World Bulletin / News Desk
Prof. Dr. Mehmet Gormez, head of the Religious Affairs Directorate, said that holding meetings with nongovernmental organizations that contribute towards religious education and services in the country were part of the directorate’s agenda.
Gormez said the meetings were aimed at preventing harm in the aftermath of the July 15 defeated coup and to prevent any possible mistakes about religion by cooperating with these nongovernmental organizations.
"It is not right to evaluate any of the structures [NGOs] that serve sincerely in the most difficult times of the nation over the betrayal of FETO, and it is necessary that every structure that aims to provide religious education and religious services should question itself.

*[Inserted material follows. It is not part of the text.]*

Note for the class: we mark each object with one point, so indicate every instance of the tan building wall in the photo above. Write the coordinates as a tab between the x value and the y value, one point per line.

"Voluntary organizations must [carefully] observe their politics and trade relations as well as their relations in the international arena and must be sincere about how they have present themselves to the society," he said.
He said the directorate was holding talks with not only religious sects and communities, but also with all the legal entities contributing to religious education and religious services in Turkey.
Gormez said some of the questions the directorate was tackling include: "how can we ensure that the structures delivering religious service and religious education will stay within the framework they have promised?", and "can we find a better solution with an internal control without interfering with their autonomy?"
Led by U.S.-based Fetullah Gulen, FETO is accused of orchestrating the July 15 coup plot in Turkey as well as being behind a long-running campaign to overthrow the state through the infiltration of Turkish institutions, particularly the military, police, and judiciary.
The July 15 defeated coup left 248 people killed and nearly 2,200 injured.